The New Minster was founded by Edward the Elder in 901, in direct competition with the Old Minster, the episcopal see. It underwent reform in 964 (the secular clergy was replaced by monks from Abingdon), saw its abbot (Aethelgar) named archbishop of Canterbury in 988, fell on hard times after the Conquest, and ultimately moved to a new site and acquired a new name, Hyde Abbey. Of the thirty-four documents that survive from the New Minster archive, twenty are royal diplomas. Only four of the charters are single sheets, three of which are originals. The earliest witness for twenty of the charters is the early-fifteenth-century Liber Abbatiae. A number of the individual documents are noteworthy, such as the wills of Kings Alfred and Eadred, and the foundation charter of the minster, which survives as an illuminated booklet written in gold letters. Alfred's will and part of another text survive in the pre-Conquest hand of the New Minster Liber Vitae. The foundation charter is crucial for the study both of tenth-century Anglo-Saxon manuscript production and of Edgar's monastic reforms. But it is in the study of the textual transmission of the various documents that the project's archival approach again bears fruit. The Liber Abbatiae includes Middle English and Latin translations both of complete vernacular documents and of vernacular boundary clauses in Latin documents. Miller applies considerable skills in palaeography and in Old and Middle English philology in identifying scribal misreadings of pre-Conquest exemplars and in singling out forgeries.
With these two volumes, the Anglo-Saxon charter project has now provided definitive editions of about 25 percent of the corpus. Most of the work thus still lies in the future. It is already clear, however, that the edition and its accompanying research tools will provide an enormous stimulus to the study of the Anglo-Saxon world and serve as a monumental contribution to the study of the Early Middle Ages.
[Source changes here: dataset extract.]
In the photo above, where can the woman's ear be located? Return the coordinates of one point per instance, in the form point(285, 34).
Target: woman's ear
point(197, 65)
[] Notably the vernacular texts: Dorothy Whitelock, ed., Anglo-Saxon Wills (Cambridge, 1930), 39 documents; Agnes J. Robertson, ed., Anglo-Saxon Charters (Cambridge, 1939, 2nd ed., 1956), 135 documents; Florence E. Harmer, Anglo-Saxon Writs (Manchester, 1952), 121 documents.
[] One might also add Hubert Pierquin, Recueil général des chartes anglo-saxonnes: Les Saxons en Angleterre (604-1061) (Paris, 1912), 655 documents.
[] Raoul C. Van Caenegem, Introduction aux sources de l'histoire médiévale, new ed. (Turnhout, 1997), 307.
[] Alistair Campbell, ed., Charters of Rochester, Anglo-Saxon Charters 1 (London, 1973), quotations at vi, vii; Peter H. Sawyer, ed., Charters of Burton Abbey, Anglo-Saxon Charters 2 (London, 1979); Mary Anne O'Donovan, Charters of Sherborne, Anglo-Saxon Charters 3 (London, 1988).
[] Susan E. Kelly, ed., Charters of St Augustine's Abbey, Canterbury, and Minster-in-Thanet, Anglo-Saxon Charters 4 (Oxford, 1995); eadem, ed., Charters of Shaftesbury Abbey, Anglo-Saxon Charters 5 (Oxford, 1995); eadem, ed., Charters of Selsey, Anglo-Saxon Charters 6 (Oxford, 1998).
[] Kelly, ed., Charters of St Augustine's Abbey, viii.